Legislature hears bill amending wildfire and arson laws

A grass fire on Route 4 and Chalan Mapao, Talofofo (PNC file photo)

The Legislature’s Committee on Land publicly heard on Tuesday proposed legislation that takes a tougher stance against arson or human-caused wildfires.

Sen. Sabina Perez introduced Bill 314-35 — legislation that seeks to add burning of forest land as a prohibited action under Guam’s arson statute.

“Bill 314-35 will help address increasingly serious wildfires that we are experiencing in Guam this will help preserve our fragile environment as well as protect the lives, homes, businesses, and property,” Perez said during the hearing. 

She said that the community had witnessed these threats. In recent decades, wildfires in Guam burned an average of 3.5 percent of the island and the number is still growing.

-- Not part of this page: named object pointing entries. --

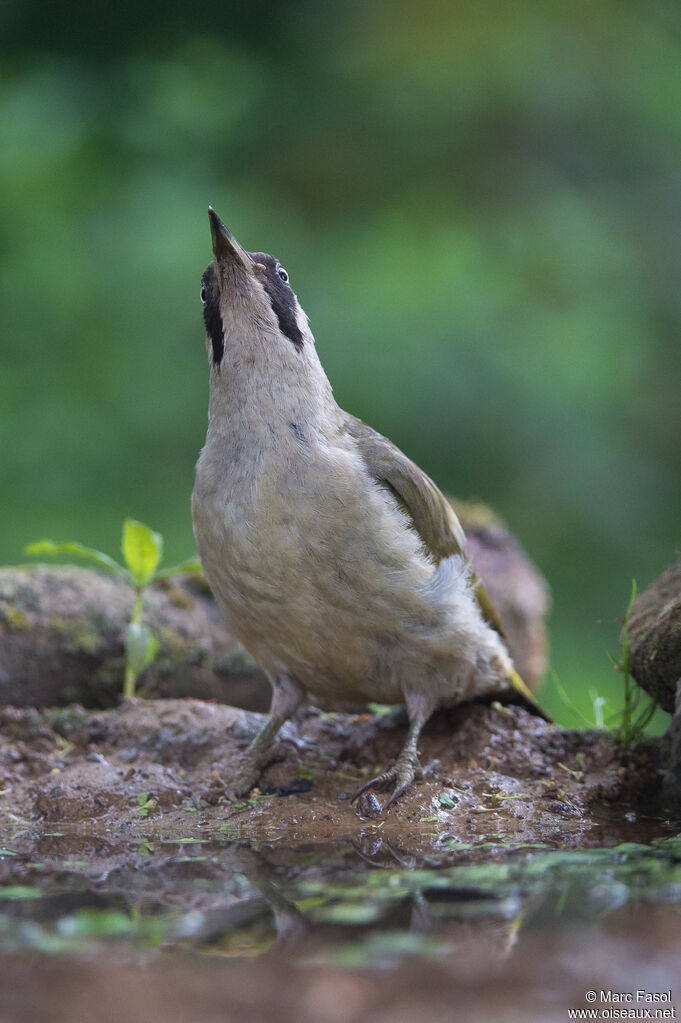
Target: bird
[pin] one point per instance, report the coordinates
(336, 562)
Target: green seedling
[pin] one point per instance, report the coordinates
(146, 803)
(142, 548)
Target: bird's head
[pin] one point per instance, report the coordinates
(250, 308)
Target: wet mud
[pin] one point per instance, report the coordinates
(530, 865)
(164, 766)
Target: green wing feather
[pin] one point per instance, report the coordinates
(434, 518)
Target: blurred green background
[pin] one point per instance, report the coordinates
(479, 205)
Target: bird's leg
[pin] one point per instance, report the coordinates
(287, 695)
(403, 771)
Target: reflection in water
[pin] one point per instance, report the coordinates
(364, 905)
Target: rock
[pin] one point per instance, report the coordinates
(654, 661)
(518, 591)
(61, 630)
(654, 637)
(61, 641)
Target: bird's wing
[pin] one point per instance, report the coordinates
(434, 518)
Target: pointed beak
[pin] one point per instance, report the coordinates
(225, 246)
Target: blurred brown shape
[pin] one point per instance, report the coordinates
(654, 661)
(518, 591)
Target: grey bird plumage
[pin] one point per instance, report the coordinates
(336, 562)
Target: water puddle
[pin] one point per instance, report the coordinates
(361, 904)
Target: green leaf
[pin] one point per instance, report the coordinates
(80, 550)
(142, 549)
(141, 647)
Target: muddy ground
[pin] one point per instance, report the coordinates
(132, 889)
(164, 765)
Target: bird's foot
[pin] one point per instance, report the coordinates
(245, 780)
(403, 772)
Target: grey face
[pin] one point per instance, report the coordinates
(265, 268)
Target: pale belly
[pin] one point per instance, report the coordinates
(312, 586)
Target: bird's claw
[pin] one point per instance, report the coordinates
(402, 774)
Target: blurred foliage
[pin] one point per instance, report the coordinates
(480, 209)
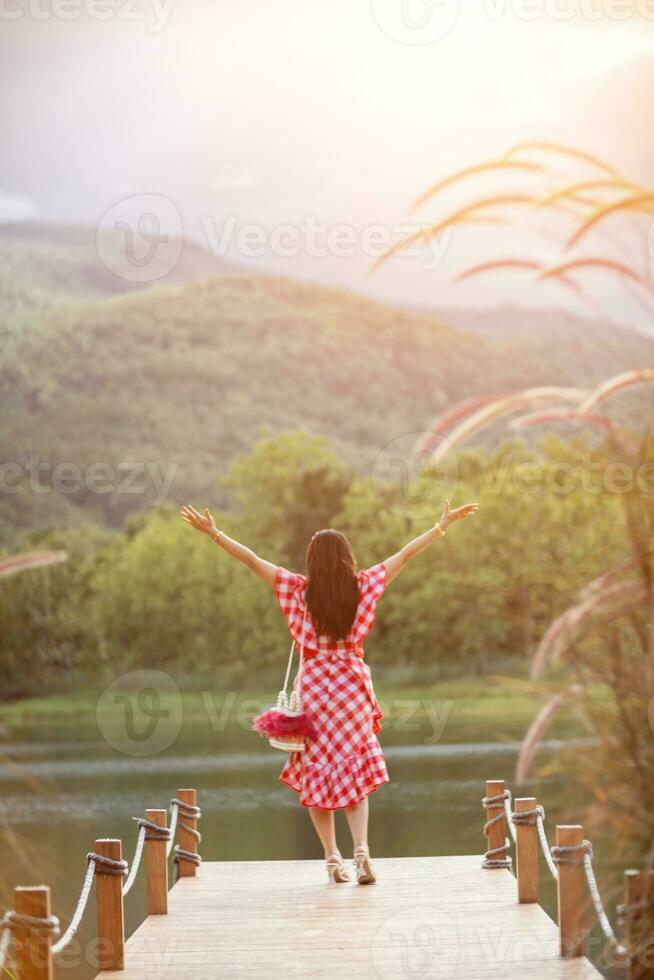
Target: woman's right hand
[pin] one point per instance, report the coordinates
(204, 523)
(450, 516)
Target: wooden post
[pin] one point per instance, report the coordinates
(497, 833)
(527, 853)
(157, 866)
(109, 897)
(570, 894)
(33, 946)
(187, 842)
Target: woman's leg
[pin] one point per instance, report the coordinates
(357, 819)
(323, 821)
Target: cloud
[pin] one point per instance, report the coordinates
(15, 208)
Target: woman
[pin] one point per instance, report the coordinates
(334, 607)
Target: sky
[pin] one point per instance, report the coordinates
(293, 136)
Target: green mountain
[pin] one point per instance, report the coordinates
(45, 265)
(110, 405)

According to Perez, the Department of Agriculture and the Pacific Fire Exchange reported that 468 wildfires burned 4.7 percent of the island in 2018. This constitutes 6251 acres including 290 acres of native forest in just one year.

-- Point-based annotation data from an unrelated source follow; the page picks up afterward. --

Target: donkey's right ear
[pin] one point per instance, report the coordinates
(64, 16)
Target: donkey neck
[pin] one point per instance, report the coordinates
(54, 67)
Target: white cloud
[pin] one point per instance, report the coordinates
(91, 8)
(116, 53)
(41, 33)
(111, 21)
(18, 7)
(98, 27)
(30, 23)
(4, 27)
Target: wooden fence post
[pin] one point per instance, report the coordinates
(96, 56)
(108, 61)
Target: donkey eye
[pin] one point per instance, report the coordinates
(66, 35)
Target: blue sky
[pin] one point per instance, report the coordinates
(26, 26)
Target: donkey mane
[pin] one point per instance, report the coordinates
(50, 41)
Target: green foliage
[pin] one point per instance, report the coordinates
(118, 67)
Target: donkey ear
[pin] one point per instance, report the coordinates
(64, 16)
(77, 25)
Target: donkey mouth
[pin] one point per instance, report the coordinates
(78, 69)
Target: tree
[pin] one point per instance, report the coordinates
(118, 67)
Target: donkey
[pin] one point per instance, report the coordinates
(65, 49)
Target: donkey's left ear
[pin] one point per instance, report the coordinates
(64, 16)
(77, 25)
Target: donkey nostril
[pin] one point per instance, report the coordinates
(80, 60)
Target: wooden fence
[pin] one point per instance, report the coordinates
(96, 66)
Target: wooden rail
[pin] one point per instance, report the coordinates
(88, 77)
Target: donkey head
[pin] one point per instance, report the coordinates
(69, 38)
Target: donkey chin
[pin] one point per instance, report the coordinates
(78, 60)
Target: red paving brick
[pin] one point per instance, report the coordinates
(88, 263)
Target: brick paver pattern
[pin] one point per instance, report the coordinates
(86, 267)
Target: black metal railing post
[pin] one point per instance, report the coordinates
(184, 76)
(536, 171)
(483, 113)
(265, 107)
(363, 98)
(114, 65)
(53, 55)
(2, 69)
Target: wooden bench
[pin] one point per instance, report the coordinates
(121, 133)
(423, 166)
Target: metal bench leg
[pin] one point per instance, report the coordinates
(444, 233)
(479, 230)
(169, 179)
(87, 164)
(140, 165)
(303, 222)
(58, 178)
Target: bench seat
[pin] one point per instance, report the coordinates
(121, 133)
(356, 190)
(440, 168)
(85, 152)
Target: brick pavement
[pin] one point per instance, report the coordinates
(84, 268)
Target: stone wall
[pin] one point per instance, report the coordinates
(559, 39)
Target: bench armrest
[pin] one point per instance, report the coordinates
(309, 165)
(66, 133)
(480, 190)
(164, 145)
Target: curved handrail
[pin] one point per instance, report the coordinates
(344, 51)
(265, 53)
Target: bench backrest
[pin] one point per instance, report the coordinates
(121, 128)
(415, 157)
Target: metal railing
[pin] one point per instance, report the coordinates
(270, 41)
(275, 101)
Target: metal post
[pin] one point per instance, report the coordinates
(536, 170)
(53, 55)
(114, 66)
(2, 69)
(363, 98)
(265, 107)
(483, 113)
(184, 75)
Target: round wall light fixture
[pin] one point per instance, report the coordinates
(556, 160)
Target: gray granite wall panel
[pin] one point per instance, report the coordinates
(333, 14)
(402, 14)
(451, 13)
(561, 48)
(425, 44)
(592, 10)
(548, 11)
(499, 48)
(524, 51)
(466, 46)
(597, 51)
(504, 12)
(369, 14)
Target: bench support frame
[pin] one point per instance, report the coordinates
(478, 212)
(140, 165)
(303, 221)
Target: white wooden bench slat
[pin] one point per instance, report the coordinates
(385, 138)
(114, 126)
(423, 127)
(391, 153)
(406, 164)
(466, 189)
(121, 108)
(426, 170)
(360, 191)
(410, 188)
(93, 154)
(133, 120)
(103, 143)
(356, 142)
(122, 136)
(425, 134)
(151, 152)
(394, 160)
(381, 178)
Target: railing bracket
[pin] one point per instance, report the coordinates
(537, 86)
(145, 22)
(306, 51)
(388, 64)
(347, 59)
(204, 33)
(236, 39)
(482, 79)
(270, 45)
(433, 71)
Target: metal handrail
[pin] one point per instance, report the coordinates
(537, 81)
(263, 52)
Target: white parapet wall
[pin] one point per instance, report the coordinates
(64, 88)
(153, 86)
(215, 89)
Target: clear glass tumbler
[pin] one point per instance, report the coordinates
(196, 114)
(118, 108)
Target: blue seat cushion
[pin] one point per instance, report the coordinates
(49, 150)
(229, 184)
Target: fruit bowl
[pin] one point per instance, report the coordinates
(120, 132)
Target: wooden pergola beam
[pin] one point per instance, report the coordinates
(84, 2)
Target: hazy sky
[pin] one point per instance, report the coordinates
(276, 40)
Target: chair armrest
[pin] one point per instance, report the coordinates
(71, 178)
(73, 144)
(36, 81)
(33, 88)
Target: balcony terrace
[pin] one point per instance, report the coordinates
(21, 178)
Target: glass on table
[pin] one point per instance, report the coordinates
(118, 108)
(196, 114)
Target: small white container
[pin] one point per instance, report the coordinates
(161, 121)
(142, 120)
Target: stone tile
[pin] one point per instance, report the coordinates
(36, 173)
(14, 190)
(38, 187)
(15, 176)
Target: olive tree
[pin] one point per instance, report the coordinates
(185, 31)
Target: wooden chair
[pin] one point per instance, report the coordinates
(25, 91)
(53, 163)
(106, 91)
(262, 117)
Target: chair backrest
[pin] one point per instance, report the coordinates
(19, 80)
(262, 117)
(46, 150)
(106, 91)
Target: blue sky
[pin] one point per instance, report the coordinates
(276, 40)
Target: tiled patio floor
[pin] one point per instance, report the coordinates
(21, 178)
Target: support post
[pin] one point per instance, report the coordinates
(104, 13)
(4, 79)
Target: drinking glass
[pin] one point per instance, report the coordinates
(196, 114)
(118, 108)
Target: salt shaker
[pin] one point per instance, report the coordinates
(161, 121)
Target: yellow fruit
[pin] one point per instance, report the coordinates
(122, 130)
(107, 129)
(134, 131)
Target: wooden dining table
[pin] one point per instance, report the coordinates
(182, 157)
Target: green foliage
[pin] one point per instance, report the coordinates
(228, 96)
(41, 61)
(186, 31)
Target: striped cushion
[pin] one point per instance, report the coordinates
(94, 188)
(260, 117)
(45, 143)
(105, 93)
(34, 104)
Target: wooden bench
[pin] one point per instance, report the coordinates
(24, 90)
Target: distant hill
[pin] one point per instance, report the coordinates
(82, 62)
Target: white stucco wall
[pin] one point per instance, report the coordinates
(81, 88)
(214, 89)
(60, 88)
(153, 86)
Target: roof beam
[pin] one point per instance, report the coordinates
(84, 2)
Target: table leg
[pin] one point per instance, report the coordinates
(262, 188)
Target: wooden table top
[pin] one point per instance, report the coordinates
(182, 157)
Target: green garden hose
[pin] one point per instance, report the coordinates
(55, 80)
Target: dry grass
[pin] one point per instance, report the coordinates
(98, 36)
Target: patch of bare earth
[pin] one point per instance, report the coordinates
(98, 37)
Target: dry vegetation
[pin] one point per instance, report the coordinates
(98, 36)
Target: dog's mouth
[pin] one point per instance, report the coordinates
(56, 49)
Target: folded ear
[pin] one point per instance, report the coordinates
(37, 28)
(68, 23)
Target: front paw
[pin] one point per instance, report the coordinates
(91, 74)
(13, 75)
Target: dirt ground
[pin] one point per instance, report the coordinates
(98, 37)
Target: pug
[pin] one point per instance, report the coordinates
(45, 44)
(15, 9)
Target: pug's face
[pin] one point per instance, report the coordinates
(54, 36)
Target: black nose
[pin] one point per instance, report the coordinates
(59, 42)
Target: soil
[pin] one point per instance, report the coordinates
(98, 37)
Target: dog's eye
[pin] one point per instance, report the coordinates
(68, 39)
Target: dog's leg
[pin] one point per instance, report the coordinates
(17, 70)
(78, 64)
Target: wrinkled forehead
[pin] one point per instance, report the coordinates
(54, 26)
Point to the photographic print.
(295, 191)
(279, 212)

In 2019 the number increased further to seven percent of the island. 

Wildfires on Guam are rarely started due to natural causes such as lightning, according to Perez.

According to the Department of Agriculture and the Pacific Fire Exchange, most wildfires are set by people and usually by unethical hunters who use arson as a tool to frighten and corral their prey.

“Unfortunately our current laws do not adequately address this type of arson that leads to most wildfires. Bill 314-35 will outlaw the reckless burning of forest land — defined as any brush-covered land, cut over land forests, grasslands, jungle, or woods. By including forest lands in the arson statute, the measure will allow the AG’s office to better prosecute arsonists and poachers,” Perez said.

Edwin Reyes, Guam Coastal Management Program administrator, said the Army Corps of Engineer estimated that it costs $75 000 to reforest an acre of land in Guam’s upper watersheds.

 “So if you think about how much of that land is burnt after a reforestation effort is put in place. It’s just really frustrating to hear. So I’ve been in meetings where we celebrated the success of putting in three acres of forested area and then the next year, two of those three acres are burnt,” Reyes said.

Director Chelsa Muna Brecht said the bill compliments Guam’s forest action plan which describes wildfires as a top threat to forest and natural resources.

She said the bill provides wildfire investigators and law enforcement with the necessary language to appropriately charge individuals suspected of arson.

She said the proposed amendments are consistent with the division’s mission to conserve, protect, and enhance Guam’s vegetative environment and sustain natural resources that are dependent on healthy forests.